すると、公園のベンチに一人座っている女性を発見し、

同時にそれが、佐藤の彼女だということに僕は気がついた。

そしてさらに重大な発見をし、僕は思わず感嘆の声を漏らした。


「へぇ。佐藤の彼女が、視覚矯正コンタクト使用者だったとは想定外だ」

僕は遠くから走ってくる佐藤の姿を捉えた。

同時に

【視覚矯正眼鏡使用者】

という文字と、赤いマークが佐藤を囲んだ。


「テスト終了。

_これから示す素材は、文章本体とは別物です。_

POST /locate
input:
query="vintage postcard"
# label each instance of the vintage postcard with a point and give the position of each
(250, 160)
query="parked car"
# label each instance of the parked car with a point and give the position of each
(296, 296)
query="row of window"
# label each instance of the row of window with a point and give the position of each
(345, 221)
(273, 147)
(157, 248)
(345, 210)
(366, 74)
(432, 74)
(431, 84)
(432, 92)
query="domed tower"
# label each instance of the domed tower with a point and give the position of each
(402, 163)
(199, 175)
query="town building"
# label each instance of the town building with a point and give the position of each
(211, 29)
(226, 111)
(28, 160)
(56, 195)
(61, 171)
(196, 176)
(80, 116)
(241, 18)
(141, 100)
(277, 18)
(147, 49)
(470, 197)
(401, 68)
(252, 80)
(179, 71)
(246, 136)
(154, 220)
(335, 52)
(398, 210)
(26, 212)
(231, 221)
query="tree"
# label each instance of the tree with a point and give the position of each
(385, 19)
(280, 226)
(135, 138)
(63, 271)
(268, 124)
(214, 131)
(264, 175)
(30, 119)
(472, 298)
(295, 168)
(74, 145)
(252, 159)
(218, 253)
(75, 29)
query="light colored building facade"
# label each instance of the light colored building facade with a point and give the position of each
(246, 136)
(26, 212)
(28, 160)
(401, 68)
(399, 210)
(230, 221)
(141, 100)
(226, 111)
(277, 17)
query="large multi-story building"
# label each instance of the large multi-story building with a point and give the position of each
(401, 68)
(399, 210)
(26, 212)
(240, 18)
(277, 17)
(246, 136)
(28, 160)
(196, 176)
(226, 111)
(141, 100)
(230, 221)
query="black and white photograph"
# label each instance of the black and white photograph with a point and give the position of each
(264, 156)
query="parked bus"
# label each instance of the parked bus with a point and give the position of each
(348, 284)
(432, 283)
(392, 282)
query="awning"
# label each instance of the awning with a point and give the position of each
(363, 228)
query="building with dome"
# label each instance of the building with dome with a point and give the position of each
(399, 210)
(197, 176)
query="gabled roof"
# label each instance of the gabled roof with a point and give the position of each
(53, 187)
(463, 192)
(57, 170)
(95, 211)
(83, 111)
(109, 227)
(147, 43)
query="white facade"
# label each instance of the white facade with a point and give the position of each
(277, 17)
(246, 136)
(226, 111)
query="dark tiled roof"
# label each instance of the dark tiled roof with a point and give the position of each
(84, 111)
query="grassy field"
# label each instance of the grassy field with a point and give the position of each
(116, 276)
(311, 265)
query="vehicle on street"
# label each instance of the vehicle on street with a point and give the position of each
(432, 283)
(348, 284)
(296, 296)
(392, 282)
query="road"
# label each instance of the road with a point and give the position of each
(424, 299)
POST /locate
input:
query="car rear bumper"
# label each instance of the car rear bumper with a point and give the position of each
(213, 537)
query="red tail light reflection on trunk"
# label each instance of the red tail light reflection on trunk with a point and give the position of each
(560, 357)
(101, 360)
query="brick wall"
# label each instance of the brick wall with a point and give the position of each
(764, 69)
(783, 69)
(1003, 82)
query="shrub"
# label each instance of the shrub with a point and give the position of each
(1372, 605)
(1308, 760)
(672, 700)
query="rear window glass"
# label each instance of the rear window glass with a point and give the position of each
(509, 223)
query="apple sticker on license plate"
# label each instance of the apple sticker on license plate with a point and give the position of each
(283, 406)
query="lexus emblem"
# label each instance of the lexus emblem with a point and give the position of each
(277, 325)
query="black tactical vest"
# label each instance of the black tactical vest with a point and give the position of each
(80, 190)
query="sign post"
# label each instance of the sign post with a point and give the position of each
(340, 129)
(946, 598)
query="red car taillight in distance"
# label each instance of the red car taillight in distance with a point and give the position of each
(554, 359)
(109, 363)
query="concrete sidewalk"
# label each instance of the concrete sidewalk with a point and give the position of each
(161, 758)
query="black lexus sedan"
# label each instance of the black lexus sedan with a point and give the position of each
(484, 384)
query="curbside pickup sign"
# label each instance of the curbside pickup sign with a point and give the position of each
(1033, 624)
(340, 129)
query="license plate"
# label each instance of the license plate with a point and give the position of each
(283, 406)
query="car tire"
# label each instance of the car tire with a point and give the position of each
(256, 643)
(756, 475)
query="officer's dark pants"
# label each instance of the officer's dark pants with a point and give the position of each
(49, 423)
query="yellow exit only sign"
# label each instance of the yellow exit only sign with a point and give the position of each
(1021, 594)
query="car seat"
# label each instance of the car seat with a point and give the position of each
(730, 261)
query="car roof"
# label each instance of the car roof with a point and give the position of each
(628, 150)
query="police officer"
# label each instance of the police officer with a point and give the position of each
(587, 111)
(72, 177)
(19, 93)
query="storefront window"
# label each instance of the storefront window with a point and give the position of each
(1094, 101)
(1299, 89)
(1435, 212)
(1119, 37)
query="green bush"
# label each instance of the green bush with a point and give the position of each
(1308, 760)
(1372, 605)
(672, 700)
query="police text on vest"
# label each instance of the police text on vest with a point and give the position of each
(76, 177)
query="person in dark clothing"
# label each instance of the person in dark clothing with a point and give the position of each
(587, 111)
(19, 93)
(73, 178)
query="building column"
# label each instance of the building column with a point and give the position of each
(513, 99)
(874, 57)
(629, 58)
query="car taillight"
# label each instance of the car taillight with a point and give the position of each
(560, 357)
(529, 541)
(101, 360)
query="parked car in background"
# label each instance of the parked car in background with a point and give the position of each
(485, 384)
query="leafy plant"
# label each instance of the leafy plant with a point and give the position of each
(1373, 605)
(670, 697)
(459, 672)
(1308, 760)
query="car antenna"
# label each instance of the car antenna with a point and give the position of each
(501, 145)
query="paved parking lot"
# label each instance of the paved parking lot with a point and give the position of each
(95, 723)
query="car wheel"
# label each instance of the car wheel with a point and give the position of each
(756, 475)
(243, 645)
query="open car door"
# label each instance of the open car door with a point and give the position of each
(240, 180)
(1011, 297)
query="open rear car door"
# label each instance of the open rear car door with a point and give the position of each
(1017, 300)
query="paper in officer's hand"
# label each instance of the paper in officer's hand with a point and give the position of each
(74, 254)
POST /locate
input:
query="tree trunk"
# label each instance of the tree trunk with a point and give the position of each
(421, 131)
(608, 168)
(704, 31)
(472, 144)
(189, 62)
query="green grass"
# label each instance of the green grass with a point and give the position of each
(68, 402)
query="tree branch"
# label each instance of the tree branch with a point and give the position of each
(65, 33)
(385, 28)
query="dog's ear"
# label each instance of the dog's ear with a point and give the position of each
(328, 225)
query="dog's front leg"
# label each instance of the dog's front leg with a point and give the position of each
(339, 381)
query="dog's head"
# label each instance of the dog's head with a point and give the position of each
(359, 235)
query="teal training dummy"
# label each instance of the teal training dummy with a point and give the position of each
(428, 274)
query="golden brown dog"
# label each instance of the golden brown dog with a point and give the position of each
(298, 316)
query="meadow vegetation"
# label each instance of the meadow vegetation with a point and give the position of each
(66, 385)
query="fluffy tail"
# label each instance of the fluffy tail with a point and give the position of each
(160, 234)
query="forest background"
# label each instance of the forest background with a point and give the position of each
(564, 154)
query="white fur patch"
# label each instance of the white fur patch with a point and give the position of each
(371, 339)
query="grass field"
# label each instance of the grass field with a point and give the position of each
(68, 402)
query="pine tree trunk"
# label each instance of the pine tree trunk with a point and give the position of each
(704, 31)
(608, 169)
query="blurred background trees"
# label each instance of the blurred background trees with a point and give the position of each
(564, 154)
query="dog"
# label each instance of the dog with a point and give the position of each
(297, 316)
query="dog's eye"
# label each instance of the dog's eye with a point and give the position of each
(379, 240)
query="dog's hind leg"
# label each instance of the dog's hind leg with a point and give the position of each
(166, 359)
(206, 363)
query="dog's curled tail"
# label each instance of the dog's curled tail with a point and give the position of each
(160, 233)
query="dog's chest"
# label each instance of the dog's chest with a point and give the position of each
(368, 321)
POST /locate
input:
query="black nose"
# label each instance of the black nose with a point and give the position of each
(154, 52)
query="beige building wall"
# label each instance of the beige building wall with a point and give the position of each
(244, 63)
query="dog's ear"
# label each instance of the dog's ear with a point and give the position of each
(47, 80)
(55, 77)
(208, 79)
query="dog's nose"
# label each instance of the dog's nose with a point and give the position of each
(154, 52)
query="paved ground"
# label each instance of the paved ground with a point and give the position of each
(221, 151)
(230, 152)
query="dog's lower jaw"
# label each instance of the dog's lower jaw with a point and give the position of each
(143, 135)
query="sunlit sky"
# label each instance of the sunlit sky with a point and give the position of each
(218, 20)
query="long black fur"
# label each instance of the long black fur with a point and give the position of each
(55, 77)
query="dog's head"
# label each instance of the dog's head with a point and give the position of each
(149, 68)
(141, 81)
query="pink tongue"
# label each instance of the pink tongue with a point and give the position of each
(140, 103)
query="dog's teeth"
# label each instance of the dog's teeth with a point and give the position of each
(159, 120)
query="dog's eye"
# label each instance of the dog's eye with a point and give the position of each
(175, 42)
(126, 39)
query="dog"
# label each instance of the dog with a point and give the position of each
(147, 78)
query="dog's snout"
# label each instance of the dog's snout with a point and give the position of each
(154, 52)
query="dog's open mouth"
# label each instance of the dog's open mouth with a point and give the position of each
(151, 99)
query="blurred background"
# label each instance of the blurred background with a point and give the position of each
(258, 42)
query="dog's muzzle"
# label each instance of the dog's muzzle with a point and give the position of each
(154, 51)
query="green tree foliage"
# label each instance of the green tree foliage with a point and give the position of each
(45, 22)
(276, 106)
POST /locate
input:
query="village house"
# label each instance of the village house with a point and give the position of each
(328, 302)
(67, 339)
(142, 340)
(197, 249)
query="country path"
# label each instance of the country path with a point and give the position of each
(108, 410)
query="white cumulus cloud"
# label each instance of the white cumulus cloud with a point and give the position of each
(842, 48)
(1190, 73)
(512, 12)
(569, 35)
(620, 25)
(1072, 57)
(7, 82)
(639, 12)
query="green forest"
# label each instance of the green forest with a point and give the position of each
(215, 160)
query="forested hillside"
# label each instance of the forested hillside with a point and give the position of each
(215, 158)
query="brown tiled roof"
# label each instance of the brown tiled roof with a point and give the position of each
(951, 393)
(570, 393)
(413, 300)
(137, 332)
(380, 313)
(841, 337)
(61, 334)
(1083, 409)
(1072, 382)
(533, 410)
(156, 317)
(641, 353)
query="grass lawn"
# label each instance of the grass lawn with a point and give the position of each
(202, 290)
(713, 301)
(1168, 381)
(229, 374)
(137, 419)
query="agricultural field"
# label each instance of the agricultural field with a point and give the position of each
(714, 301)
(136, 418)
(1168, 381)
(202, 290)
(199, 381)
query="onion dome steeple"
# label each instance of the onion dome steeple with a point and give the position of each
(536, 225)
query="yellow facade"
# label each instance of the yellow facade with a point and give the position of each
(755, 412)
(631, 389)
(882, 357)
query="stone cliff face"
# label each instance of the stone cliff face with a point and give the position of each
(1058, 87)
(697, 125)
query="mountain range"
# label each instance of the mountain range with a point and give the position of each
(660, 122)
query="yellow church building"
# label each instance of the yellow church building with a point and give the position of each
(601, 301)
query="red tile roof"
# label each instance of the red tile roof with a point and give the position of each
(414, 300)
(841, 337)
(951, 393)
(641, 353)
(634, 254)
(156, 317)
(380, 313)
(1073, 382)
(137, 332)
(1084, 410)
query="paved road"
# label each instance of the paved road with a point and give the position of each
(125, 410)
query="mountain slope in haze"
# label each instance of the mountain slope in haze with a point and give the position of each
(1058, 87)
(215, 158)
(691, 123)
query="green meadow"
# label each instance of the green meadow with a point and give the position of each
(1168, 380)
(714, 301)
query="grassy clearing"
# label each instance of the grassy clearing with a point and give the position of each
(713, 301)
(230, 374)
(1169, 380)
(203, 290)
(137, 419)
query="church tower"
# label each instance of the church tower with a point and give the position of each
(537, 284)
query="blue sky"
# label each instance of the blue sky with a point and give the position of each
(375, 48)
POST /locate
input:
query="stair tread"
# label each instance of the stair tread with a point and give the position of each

それにしてもあいつ等は、自分の恋人が視覚矯正者だとは、これっぽっちも思っていないだろうな」

僕は佐藤に見つからぬよう踵を返し、自宅へ続く交差点へと向かった。

「まぁ僕に、彼らの幸せを邪魔する理由は、これっぽっちもない。それに、内面から惹かれ合うことは決して悪じゃない」



交差点には、数十人の赤いマークが僕のレンズに表示されている。

【視覚矯正眼鏡使用者】
【視覚矯正コンタクト使用者】


「外見ってのは第一印象だからな・・・・・・この代物の需要は当然と言えば当然か・・・・・・」

僕は眼鏡の縁をクイッと上に上げると、信号が青へと変わった。

これから起こるであろう視覚矯正ブームを想像し、

僕は昂奮による冷たい笑みを浮かべた。


だけど笑いは止まることなく、肩をカクカクと震わせた後、

僕はその場で腹を抱え札束に埋れる自分を夢想した。

「最高だ!一攫千金もんだ!!」


人々が鈴木に向かって歩いてくる。

どいつもこいつも赤いマークで囲まれている。

しかしほとんどの人が、悪魔の様に笑う鈴木を訝しがることもなく通り過ぎていく。


おやおや、

どうやら流行する矯正眼鏡は、

行動すら矯正されて見えてしまうほどの度の強いレンズみたいだ。